Today, more than three decades later, Dorrance and her artistic collaborators have created their own dance interpretation of the holiday classic, to be presented by UC Berkeley’s Cal Performances on Dec. 14-15.
Dorrance said Ellington’s Nutcracker Suite, released in 1960, inspires a freedom of expression. “The score is just incredible,” she said “It’s so layered. It’s so innovative. I love what Ellington and Strayhorn do with tempo, with phrasing, with orchestration, with feel, with deep character work and percussive compositional work throughout.”
The dancers in Dorrance Dance’s Nutcracker Suite play characters that were inspired by the original ballet, but which take on lives of their own. There’s the Sugar Rum Fairy and the Rat King. Clara is an outcast, and her dressmaker, Godfather Drosselmeier, is losing his grip on his magic. “That’s, in part, why some of the madness of the Christmas party ensues,” said Dorrance.
For Dorrance, the opportunity to tell a story through the legacy of Black American artistic forms to a score that represents two of the greatest jazz composers in history was an honor.
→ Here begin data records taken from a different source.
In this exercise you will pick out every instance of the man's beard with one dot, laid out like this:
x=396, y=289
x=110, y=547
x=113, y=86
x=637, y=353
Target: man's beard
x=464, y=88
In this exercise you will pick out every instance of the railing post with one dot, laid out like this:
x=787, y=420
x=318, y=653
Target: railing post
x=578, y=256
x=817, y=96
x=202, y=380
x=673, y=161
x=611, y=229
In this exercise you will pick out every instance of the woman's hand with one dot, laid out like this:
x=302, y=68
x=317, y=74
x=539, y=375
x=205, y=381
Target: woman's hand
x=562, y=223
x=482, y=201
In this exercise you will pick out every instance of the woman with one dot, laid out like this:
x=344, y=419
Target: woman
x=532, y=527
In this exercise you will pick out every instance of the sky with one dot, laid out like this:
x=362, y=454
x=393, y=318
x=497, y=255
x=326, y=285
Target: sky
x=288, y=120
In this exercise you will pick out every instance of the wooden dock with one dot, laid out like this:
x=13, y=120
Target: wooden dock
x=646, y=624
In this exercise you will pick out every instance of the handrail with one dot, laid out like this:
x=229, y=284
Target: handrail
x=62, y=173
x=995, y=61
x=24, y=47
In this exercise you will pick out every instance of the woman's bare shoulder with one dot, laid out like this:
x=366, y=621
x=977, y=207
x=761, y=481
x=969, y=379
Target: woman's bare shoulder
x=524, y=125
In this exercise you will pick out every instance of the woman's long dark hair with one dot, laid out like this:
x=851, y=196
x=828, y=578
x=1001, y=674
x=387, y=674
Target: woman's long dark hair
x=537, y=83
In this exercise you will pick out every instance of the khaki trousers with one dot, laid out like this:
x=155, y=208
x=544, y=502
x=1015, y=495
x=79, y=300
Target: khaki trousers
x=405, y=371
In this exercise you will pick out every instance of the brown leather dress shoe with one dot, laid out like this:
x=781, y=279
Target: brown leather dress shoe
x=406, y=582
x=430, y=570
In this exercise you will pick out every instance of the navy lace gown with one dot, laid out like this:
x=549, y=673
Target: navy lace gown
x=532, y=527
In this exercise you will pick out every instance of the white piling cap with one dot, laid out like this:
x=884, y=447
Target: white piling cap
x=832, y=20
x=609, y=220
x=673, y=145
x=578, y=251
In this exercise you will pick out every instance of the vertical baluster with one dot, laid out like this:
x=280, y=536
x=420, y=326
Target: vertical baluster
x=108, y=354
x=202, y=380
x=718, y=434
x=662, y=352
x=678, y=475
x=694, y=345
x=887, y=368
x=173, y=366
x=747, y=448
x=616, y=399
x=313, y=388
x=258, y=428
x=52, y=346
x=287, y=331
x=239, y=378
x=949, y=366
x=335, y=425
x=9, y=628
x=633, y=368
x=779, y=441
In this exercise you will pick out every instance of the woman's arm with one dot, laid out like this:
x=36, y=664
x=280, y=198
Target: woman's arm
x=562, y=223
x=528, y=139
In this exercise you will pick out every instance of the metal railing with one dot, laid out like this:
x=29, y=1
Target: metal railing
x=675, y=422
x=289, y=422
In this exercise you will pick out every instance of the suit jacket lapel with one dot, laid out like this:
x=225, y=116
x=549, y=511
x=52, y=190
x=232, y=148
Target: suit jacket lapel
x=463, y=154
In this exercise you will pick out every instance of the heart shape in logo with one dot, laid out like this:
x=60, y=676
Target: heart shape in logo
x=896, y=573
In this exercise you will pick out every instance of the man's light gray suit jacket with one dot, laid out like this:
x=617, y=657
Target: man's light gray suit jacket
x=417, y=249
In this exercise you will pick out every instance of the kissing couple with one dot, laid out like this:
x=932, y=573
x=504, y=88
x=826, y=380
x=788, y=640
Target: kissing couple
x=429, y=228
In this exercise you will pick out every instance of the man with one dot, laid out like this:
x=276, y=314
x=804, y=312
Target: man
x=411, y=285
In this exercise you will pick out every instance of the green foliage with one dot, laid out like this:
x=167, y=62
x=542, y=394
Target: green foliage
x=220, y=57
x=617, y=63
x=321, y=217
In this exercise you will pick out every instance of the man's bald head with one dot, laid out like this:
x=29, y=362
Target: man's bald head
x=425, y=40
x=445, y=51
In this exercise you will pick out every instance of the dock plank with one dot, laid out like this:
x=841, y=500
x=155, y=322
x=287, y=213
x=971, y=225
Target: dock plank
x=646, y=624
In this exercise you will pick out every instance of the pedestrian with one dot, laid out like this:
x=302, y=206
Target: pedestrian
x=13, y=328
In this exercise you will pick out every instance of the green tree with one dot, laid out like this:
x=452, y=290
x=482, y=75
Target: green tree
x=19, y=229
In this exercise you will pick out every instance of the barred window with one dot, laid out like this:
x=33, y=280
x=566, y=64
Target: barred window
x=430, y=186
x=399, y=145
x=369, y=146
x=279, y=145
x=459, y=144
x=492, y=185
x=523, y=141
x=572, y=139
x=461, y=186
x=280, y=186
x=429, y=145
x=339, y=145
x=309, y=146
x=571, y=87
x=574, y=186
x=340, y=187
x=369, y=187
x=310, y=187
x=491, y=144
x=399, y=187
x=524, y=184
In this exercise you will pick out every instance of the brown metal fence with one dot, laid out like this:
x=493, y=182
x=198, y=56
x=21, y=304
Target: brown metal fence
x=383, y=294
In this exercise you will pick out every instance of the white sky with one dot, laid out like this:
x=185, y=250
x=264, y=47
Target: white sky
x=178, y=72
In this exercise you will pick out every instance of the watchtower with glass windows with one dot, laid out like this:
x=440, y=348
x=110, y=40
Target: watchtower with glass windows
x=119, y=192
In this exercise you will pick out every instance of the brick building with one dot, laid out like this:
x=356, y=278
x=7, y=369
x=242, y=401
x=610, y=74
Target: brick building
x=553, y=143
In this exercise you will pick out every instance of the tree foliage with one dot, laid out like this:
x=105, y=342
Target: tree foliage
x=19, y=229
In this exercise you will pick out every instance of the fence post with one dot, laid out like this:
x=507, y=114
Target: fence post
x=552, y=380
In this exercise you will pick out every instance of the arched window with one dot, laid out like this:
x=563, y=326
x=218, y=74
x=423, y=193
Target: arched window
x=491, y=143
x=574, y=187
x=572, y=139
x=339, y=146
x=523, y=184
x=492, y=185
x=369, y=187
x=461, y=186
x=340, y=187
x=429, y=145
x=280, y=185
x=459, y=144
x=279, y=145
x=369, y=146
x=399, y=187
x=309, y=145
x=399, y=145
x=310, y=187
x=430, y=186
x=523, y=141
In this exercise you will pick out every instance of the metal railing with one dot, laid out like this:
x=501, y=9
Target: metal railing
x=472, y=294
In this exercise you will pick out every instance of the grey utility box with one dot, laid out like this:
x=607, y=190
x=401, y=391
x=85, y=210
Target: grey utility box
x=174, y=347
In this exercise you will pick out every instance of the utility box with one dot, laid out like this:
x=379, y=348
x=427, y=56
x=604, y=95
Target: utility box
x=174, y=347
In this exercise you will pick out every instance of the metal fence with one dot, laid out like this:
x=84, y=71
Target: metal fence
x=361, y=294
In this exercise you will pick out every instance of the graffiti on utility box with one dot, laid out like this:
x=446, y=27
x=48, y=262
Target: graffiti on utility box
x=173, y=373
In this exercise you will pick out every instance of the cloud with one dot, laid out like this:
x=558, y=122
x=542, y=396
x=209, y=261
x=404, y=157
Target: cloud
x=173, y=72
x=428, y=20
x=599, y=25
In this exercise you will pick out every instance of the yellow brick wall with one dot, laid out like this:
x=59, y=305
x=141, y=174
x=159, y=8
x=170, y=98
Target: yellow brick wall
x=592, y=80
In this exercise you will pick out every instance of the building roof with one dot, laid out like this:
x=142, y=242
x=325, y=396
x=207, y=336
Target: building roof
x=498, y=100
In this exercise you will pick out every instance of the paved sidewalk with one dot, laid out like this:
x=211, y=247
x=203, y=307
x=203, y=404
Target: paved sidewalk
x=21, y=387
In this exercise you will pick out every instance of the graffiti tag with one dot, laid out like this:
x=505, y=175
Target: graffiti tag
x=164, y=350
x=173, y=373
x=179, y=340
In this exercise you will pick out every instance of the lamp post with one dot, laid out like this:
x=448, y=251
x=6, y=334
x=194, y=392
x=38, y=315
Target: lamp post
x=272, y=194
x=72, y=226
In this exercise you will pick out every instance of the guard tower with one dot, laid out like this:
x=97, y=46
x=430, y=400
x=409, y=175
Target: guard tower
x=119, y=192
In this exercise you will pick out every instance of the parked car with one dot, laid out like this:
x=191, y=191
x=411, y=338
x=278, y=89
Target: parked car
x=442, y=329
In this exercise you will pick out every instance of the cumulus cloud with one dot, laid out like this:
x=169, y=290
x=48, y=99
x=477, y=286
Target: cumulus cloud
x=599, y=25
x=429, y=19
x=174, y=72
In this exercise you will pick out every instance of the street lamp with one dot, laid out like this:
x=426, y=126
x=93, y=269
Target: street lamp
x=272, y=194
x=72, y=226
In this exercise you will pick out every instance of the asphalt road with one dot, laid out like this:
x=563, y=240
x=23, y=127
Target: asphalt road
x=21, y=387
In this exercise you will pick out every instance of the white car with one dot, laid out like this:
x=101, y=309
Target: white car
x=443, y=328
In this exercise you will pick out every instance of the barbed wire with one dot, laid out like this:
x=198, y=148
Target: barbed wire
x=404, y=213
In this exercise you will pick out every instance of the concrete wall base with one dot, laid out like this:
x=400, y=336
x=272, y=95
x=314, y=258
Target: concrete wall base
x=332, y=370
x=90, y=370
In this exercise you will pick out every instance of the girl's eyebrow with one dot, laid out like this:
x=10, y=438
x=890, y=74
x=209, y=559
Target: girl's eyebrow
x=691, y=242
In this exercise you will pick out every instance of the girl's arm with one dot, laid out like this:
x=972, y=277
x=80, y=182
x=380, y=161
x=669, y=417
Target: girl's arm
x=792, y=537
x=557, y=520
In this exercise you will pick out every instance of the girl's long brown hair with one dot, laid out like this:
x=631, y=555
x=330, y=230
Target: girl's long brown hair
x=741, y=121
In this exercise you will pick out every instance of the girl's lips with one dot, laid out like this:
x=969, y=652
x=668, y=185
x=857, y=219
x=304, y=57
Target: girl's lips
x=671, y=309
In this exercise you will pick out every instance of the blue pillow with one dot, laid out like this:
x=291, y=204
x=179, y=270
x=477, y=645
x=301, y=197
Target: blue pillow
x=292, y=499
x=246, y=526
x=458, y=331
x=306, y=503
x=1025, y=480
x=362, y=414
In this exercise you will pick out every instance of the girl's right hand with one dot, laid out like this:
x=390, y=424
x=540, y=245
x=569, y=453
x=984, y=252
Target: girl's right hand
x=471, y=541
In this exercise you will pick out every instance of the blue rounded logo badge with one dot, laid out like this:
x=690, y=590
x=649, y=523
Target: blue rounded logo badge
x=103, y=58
“The Nutcracker reaches a huge, really wide audience, and brings together a number of different folks across cultural interests and demographics into a space together,” she said. “This is really important to us right now — to give young people a glimpse of what we can imagine American culture can look like, that it can be more inclusive and joyful and uplifting.”